I have grown cultivated Chicory as a vegetable (Radicchio, Sugarloaf and Belgian Endive are all types of chicory) but I've never tried growing Root Chicory before. This is the variety that's used as a coffee substitute. I have nostalgic memories of 'Camp' from when I was younger. Camp Chicory and Coffee Essence originated in Scotland and was produced in 1876 by Paterson & Sons Ltd. I like the taste - roasted Chicory root has a sweeter aroma, sort of like caramel or chocolate.

Chicory has been used as a coffee substitute for 2 centuries. It seems it was first roasted in Holland around 1750 and in a short period of time it became a replacement for coffee. In 1766 Frederick the Great banned the imports of coffee into Prussia hoping to bolster sagging beer sales. An innkeeper developed a chicory substitute and manufactured it in Brunswick and Berlin. By 1795 there were up to 24 factories producing it.

France adopted the practice and in 1806 when Napoleon attempted to make France totally self sufficient chicory replaced coffee there entirely for a while. Today Leroux is Europe's largest chicory producer. Established in France in 1858 it processes 125,000 metric tons of chicory root in Orchies, near the border with Belgium. Their website has some lovely recipes using roasted chicory

Roasted Chicory root is also used to add flavour to beers and stouts and there are even a few recipes for making home made liqueurs and wines from it (especially in France). The only commercial Chicory liqueur I know of is produced in Mississippi by the Bottle Tree Beverage Co and is made at Cathead Distillery. It's called
Hoodoo and was launched last year.

I love coffee ice cream and have a recipe that is really delicious. I use Camp in it but you can use liquid Chicory essence if you prefer.

Chicory Coffee Ice Cream

4 eggs, separated
100g fine brown sugar
300ml double cream
3 tbsp Camp Coffee (or liquid Chicory essence)
2 tbsp brandy

Add the egg yolks and brown sugar to a bowl and beat until thick. In a separate bowl whip the double cream and add the Camp Coffee (or liquid Chicory essence) and brandy when the mixture begins to thicken. Continue to whip until stiff. Fold the egg yolks and sugar mixture into the whipped cream.

In a separate bowl whisk the egg whites until stiff. Fold the stiffened egg whites into the egg yolk/cream/ chicory mixture.

Spoon into a container, cover with lid and freeze for 4 – 6 hours until it is firm.

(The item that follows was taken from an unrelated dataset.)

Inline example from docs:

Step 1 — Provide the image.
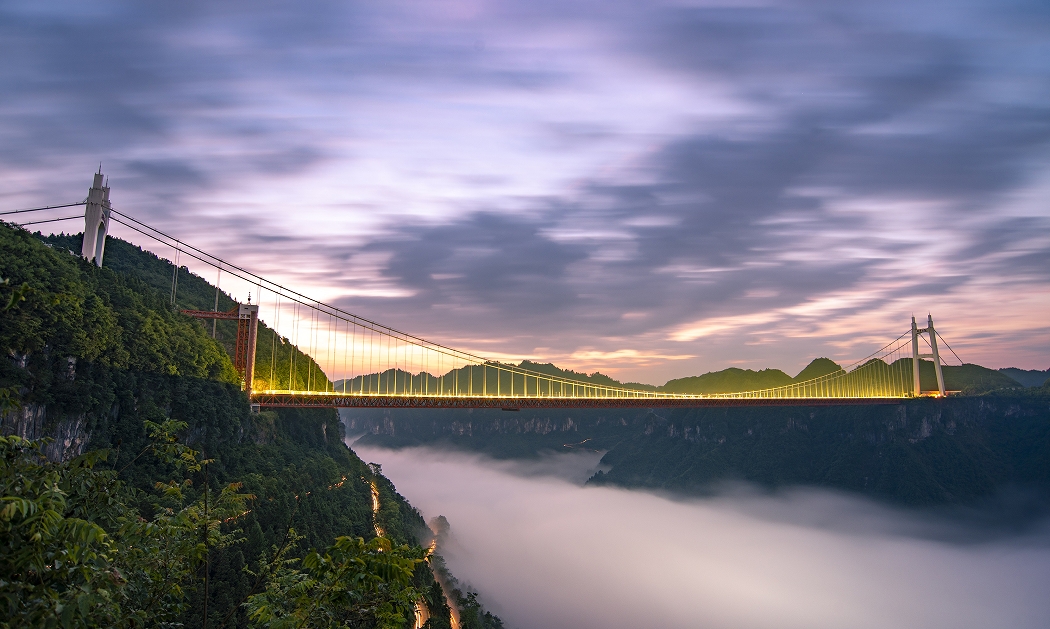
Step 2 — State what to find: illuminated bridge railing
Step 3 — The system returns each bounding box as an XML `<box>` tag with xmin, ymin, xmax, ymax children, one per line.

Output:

Try serving it with a chilled Sauternes – Baron Philippe Rothschild famously used to serve his Sauternes (a bottle of First Growth Chateau d'Yquem no less) so cold at the end of the meal that it was nearly frozen. It's said that at his chateau, Mouton Rothschild, the d'Yquem used to arrive at table encased in a block of ice which absolutely infuriated the Marquis de Lur Saluces the owner of d'Yquem! Admittedly this is extreme and served this cold you would lose some of its fragrance and flavour but served chilled between 10 – 12ºC Sauternes is lovely with desserts.